In contrast, the Sancho of Man of La Mancha does not have a specific reason for remaining by Quixote’s side. His only explanation is delivered in the song: “I Like Him.” In both the novel and the musical, Sancho’s simple nature and comical proverbs make him the most likable (and often the most sensible) character in the story.
Dulcinea – Quixote’s Lady Love:
Every disastrous quest of Quixote’s is dedicated to the sweet Lady Dulcinea, who in reality is a common servant girl. In Cervantes’ novel, she is discussed often, but never makes an appearance in the actual narrative. She never realizes Quixote’s feelings toward her, nor does she know of any of his struggles.

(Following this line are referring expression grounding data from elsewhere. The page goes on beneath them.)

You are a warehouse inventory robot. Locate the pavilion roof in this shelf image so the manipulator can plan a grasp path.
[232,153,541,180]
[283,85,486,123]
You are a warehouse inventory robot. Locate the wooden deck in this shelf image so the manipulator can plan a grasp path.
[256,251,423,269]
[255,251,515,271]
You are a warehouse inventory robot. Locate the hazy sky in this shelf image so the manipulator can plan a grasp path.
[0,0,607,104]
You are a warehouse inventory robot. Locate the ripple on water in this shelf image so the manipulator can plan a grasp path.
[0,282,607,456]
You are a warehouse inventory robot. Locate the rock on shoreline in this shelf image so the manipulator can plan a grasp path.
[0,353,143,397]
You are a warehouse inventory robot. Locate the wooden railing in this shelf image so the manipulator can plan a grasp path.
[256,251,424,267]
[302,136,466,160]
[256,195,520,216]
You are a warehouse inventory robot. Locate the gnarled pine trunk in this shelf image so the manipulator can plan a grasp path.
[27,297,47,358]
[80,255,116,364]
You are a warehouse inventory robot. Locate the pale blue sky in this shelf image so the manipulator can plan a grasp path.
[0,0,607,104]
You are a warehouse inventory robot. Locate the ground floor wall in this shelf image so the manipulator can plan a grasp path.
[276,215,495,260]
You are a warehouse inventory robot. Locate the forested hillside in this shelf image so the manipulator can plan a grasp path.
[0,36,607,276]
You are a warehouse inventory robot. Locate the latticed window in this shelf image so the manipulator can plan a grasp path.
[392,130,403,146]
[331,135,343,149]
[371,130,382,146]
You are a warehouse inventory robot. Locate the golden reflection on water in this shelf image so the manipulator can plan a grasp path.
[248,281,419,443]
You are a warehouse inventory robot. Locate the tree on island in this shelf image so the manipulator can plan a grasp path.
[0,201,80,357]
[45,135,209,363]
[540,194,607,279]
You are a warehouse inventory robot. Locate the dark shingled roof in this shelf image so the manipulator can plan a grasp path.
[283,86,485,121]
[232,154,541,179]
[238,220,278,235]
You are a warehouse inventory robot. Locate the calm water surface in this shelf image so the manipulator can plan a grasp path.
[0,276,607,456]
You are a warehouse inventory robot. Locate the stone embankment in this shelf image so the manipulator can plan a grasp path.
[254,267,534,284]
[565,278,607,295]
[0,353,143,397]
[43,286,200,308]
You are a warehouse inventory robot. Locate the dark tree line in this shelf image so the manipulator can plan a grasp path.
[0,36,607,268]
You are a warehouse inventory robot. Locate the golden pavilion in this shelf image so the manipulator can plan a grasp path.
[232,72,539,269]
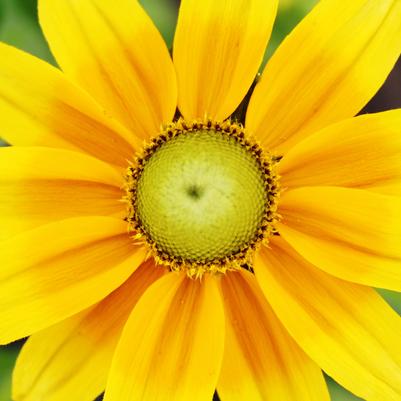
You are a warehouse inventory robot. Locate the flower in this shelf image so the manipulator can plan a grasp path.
[0,0,401,401]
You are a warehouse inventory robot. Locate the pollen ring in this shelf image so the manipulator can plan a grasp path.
[125,119,280,277]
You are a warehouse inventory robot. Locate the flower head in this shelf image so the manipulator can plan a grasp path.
[0,0,401,401]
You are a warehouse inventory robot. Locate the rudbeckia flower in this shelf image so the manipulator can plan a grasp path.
[0,0,401,401]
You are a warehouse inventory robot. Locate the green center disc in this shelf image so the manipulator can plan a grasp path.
[136,130,267,262]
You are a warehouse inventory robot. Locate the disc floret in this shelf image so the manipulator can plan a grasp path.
[126,119,280,277]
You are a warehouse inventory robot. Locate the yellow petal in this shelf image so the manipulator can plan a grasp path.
[13,261,164,401]
[217,271,330,401]
[174,0,278,120]
[105,273,224,401]
[246,0,401,154]
[278,187,401,291]
[0,43,137,168]
[254,238,401,401]
[0,147,126,240]
[279,109,401,190]
[39,0,177,138]
[0,217,145,344]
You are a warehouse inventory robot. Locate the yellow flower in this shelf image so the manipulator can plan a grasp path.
[0,0,401,401]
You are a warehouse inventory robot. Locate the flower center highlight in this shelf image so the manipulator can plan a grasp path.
[127,120,279,277]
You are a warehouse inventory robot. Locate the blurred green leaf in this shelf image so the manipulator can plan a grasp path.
[140,0,178,49]
[0,0,54,62]
[0,345,19,401]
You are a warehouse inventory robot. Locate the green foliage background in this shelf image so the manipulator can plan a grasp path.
[0,0,401,401]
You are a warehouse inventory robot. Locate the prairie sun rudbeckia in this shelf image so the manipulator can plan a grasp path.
[0,0,401,401]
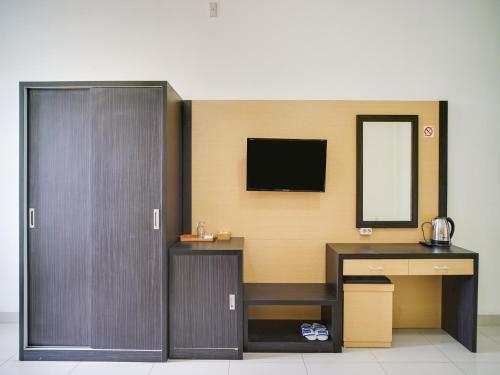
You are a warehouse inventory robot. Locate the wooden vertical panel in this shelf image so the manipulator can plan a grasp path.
[26,89,91,346]
[389,276,441,328]
[170,255,242,358]
[92,87,161,350]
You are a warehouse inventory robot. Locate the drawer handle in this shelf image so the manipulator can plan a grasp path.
[434,264,448,271]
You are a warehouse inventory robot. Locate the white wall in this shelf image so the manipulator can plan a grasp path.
[0,0,500,314]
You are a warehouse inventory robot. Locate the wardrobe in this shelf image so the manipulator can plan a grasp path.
[19,81,182,361]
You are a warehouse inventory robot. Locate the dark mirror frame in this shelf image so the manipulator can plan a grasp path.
[356,115,419,228]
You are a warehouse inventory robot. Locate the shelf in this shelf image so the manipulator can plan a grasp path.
[245,319,333,353]
[243,283,337,305]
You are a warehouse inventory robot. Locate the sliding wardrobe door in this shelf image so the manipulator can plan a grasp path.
[26,89,91,346]
[91,87,163,350]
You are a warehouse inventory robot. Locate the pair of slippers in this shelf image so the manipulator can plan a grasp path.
[300,323,328,341]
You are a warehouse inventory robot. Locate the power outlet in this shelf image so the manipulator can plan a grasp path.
[359,228,373,236]
[208,1,219,17]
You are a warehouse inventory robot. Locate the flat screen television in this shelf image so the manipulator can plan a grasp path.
[247,138,326,192]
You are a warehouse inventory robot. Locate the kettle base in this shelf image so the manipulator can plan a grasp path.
[419,241,451,247]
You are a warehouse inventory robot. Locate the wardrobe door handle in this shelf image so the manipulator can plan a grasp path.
[153,208,160,230]
[28,208,35,228]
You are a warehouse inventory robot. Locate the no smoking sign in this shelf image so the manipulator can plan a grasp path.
[423,125,434,138]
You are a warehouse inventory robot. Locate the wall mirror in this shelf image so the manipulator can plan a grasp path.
[356,115,418,228]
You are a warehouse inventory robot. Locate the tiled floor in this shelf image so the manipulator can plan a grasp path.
[0,324,500,375]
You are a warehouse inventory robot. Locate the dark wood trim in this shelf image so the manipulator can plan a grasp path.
[441,254,479,353]
[19,81,168,89]
[168,247,245,360]
[182,100,192,233]
[19,81,180,361]
[438,100,448,217]
[19,348,162,362]
[160,83,169,361]
[356,115,419,228]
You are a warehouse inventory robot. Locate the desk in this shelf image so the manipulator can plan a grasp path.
[326,243,479,352]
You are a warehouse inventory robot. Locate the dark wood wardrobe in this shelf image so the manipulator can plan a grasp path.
[19,82,182,361]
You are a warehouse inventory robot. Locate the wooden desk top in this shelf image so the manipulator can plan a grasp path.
[326,243,478,259]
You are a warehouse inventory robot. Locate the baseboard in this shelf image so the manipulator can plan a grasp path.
[477,315,500,326]
[0,312,19,323]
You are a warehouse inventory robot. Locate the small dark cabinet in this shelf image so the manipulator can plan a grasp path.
[19,82,182,361]
[169,239,243,359]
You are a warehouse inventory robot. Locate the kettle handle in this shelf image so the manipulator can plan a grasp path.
[420,221,432,242]
[446,217,455,240]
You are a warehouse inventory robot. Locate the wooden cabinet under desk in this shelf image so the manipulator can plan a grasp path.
[326,243,479,352]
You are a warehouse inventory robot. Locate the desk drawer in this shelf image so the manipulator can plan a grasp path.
[343,259,408,275]
[410,259,474,275]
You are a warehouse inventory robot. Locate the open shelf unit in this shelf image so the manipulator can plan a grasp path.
[243,283,341,353]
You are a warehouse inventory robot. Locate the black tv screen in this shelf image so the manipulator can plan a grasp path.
[247,138,326,191]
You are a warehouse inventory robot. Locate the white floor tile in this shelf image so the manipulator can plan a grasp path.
[372,330,449,362]
[306,363,385,375]
[302,348,377,364]
[71,362,153,375]
[150,360,229,375]
[0,359,78,375]
[229,360,311,375]
[243,353,303,363]
[382,363,463,375]
[421,330,500,362]
[457,362,500,375]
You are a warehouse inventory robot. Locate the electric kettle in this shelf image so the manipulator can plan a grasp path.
[422,217,455,246]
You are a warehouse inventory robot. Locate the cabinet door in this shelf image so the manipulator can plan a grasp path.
[92,87,163,350]
[26,89,91,346]
[169,255,241,358]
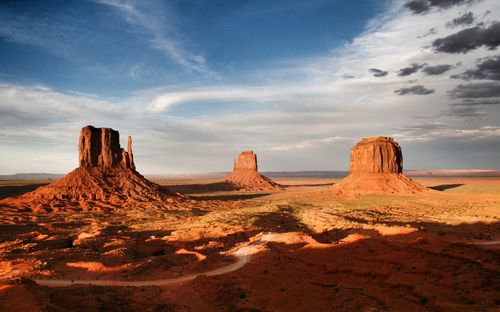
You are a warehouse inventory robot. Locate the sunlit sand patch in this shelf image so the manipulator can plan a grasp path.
[175,248,207,261]
[66,261,130,273]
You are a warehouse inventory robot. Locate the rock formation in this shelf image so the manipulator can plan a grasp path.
[225,151,282,190]
[78,126,135,170]
[0,126,183,211]
[333,136,429,195]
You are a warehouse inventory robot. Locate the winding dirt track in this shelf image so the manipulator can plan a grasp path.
[34,239,265,287]
[34,233,500,287]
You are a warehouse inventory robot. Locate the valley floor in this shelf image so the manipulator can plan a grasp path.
[0,177,500,311]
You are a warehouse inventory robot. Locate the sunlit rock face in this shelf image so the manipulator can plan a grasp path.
[78,126,135,170]
[333,136,430,196]
[350,136,403,173]
[225,151,282,190]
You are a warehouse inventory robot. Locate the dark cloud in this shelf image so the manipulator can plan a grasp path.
[368,68,389,77]
[432,22,500,53]
[442,106,488,118]
[453,98,500,106]
[394,85,436,95]
[446,12,475,27]
[404,0,473,14]
[392,122,447,133]
[417,28,437,39]
[398,63,426,77]
[451,55,500,81]
[448,82,500,99]
[422,64,453,76]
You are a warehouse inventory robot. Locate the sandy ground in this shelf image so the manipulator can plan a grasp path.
[0,177,500,311]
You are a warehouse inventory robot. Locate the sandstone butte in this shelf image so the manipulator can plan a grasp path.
[332,136,430,195]
[224,151,283,191]
[0,126,183,212]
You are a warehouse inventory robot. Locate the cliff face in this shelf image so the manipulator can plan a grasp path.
[78,126,135,170]
[233,151,259,172]
[225,151,282,190]
[0,126,184,212]
[333,136,430,195]
[350,137,403,173]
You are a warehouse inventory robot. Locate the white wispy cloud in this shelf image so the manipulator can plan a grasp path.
[97,0,215,76]
[0,0,500,173]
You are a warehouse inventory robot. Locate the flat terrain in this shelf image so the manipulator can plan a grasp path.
[0,177,500,311]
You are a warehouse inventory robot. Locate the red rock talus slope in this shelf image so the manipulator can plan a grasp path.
[333,136,429,195]
[225,151,282,190]
[0,126,182,211]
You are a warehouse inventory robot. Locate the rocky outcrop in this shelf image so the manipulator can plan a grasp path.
[78,126,135,170]
[349,136,403,173]
[333,136,430,195]
[0,126,184,212]
[225,151,282,190]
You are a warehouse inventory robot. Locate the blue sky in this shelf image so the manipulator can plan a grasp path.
[0,0,500,173]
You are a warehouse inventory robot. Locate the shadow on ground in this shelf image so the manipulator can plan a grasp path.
[429,184,464,192]
[162,182,237,194]
[0,183,49,199]
[0,221,500,311]
[191,193,271,201]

In Man of La Mancha, however, Dulcinea plays a central role in the story. In fact, her character undergoes the greatest transformation. Her real name is Aldonza, and she is a feisty, miserable “kitchen wench,” who swears and spits at the lascivious mule -drivers who insult and tease her.
When Don Quixote sees her, instead of seeing a filthy, crude servant girl, he sees Dulcinea the “sweet sovereign of (his) captive heart.” Despite her stained clothing and matted hair, Quixote sees beauty and radiance. He seeks a token of her love and she offers nothing but a soiled rag which he believes to be made of the finest silk.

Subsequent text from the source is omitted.